Pada 1926, Alimin datang ke Manila untuk meminta restu kepada Tan Malaka terkait keputusan rapat Prambanan. Dalam pertemuan itu, Tan Malaka menyatakan seluruh keberatannya atas pemberontakan yang dilakukan oleh PKI. Pada pertemuan itu pula, Tan Malaka menitipkan surat untuk pimpinan PKI di Singapura. Ternyata, keberatan dan surat yang dititipkan oleh Tan Malaka pada Alimin, tiddak pernah disampaikan pada pimpinan PKI.

Melihat PKI yang berada diambang kehancuran, Tan Malaka memutuskan untuk pergi ke Singapura menemui para pimpinan PKI. Namun, Muso dan Alimin sudah berada di Moskow untuk meminta persetujuan dan bantuan terkait pemberontakan yang akan dilakukan, namun ditolak. Dalam masa genting inilah Tan Malak menulis Aksi Massa (1926, sebuah buku panduan untuk menghadapi revolusi Indonesia dan kritik terhadap rencana pemberontakan PKI. Menurut Tan Malaka, rakyat saat itu belum siap memberontak. Menurutnya, pemberontakan atau revolusi adalah hal penting yang harus disiapkan dengan sempurna, mulai dari massa, penyadaran massa, pengembangan massa, serta pengorganisiran massa.[15] Bagi Tan Malaka, pemberontakan yang dilakukan oleh PKI pada saat itu bukanlah revolusi, melainkan hanya putch.[16]

Dalam kondisi yang demikian, pemebrontakan tetap saja dilakukan oleh PKI secara tak terorganisir, dan terpisah-pisah. Pemberontakan di Jakarta terjadi pada 12 November 1926, sedangkan di Sumatera Barat baru terjadi paa 1 januari 1927. Hasilnya pun seperti apa yang diramalkan oleh Tan Malaka, pemberontakan yang dilakukan oleh PKI hanya menghasilkan putch dan tidak terjadi revolusi sama sekali. Setelah pemberontakan yang gagal, Pemerintah Hindia belanda memiliki alasan yang tepat untuk mengambil tindakan terhadap PKI. Beberapa orang dihukum mati, 4500 orang ditahan dan 1.300 lainnya diinternir ke Digul, Irian Jaya.[17]

Namun, setelah pemberontakan terjadi Moskow berubah sikap. Menyatakan bahwa pemberontakan yang terjadi adalah letupan awal revolusi. Tan Malaka sendiri yang menyadari bahwa usahanya untuk mencegah pemberontakan gagal, segera bertolak ke Bangkok tak lama setelah pemberontakan terjadi. Oleh para tokoh PKI saat itu, Tan Malaka dianggap sebagai biang keladi kegagalan pemberontakan dan bahkan juga dijuluki sebagai Trotskys.
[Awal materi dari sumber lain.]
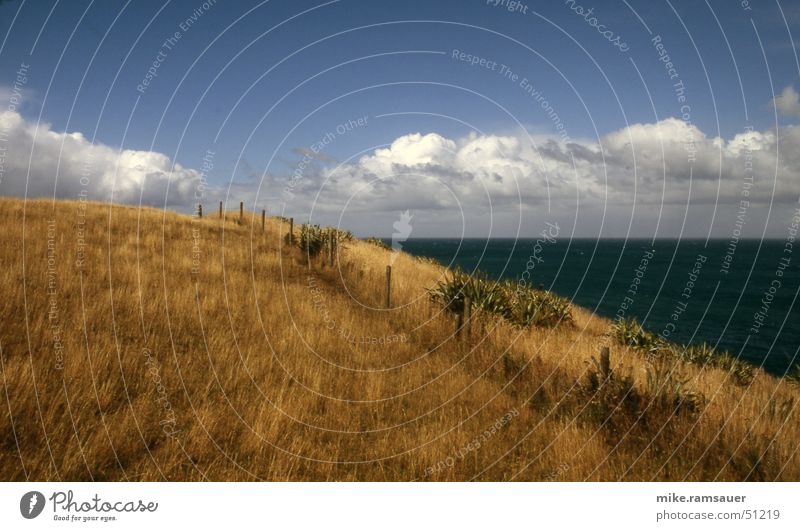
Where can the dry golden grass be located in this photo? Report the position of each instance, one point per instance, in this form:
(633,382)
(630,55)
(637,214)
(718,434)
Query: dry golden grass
(256,367)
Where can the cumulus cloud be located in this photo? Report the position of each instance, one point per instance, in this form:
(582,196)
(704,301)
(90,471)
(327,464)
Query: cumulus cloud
(788,102)
(668,162)
(40,162)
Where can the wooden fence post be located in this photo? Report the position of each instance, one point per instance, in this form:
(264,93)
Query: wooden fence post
(388,301)
(605,363)
(467,313)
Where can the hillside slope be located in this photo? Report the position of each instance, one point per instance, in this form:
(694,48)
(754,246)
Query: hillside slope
(143,345)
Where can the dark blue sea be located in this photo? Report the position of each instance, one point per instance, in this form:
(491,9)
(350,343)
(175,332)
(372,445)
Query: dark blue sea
(740,297)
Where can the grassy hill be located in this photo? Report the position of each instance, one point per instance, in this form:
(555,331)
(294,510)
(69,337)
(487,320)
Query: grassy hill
(143,345)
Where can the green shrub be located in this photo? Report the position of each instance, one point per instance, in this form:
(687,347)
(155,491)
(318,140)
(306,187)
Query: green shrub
(539,308)
(630,333)
(378,242)
(521,307)
(667,389)
(705,355)
(313,238)
(485,295)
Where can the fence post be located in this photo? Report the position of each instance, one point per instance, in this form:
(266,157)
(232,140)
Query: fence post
(388,301)
(605,363)
(308,245)
(467,313)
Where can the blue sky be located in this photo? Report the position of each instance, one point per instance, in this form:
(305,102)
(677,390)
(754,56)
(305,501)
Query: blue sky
(259,83)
Ketika berada di Bangkok, bersama Jamaluddin Tamim, Tan Malaka mendirikan Partai Republi Indonesia (PARI) pada 1 juni 1927. Oleh Tan Malaka, PARI dianggap sebagai penerus perjuangan PKI. Dalam manifestonya dijelaskan bahwa PARI adalah partai proletaris revolusioner yang didirikan untuk kepentingan Indonesia. PARI bersifat independen dan tidak memiliki hubungan dengan komintern  dan aksi-aksi Moscow. Menurut Helen Jarvis, sikap Tan Malaka ini adalah bentuk kekecewaannya terhadap Komintern yang sentarlistik dan top down tanpa melihat aspek sosio-politik dan budaya dimana kebijakan komunis akan diberlakukan dan melihat semuanya dalam kacamata Rusia.[18]

Segera seteleh mendirikan PARI, Tan Malaka pergi ke Filipina dengan nama samaran Hasan Ghozali, namun berhasil ditangkap oleh polisi Amerika dan akan dikembalikan ke Hindia Belanda. Berkat bantuan Dr. Jose Abad Santos, Dr. Mariano Santos dan Appolianiro de Los Santos, Tan Malaka bebas dan kemudian bertolak ke Amoy, Tiongkok sebelum pindah ke Shanghai pada 1929. Pada September 1932 ketika Jepang menyerang Tiongkok, Tan Malaka pindah ke Hongkong dan tertangkap disana untuk kemudian dideportasi lagi ke Tiongkok setelah sebelumnya meringkuk di penjara selama hampir dua setengh bulan.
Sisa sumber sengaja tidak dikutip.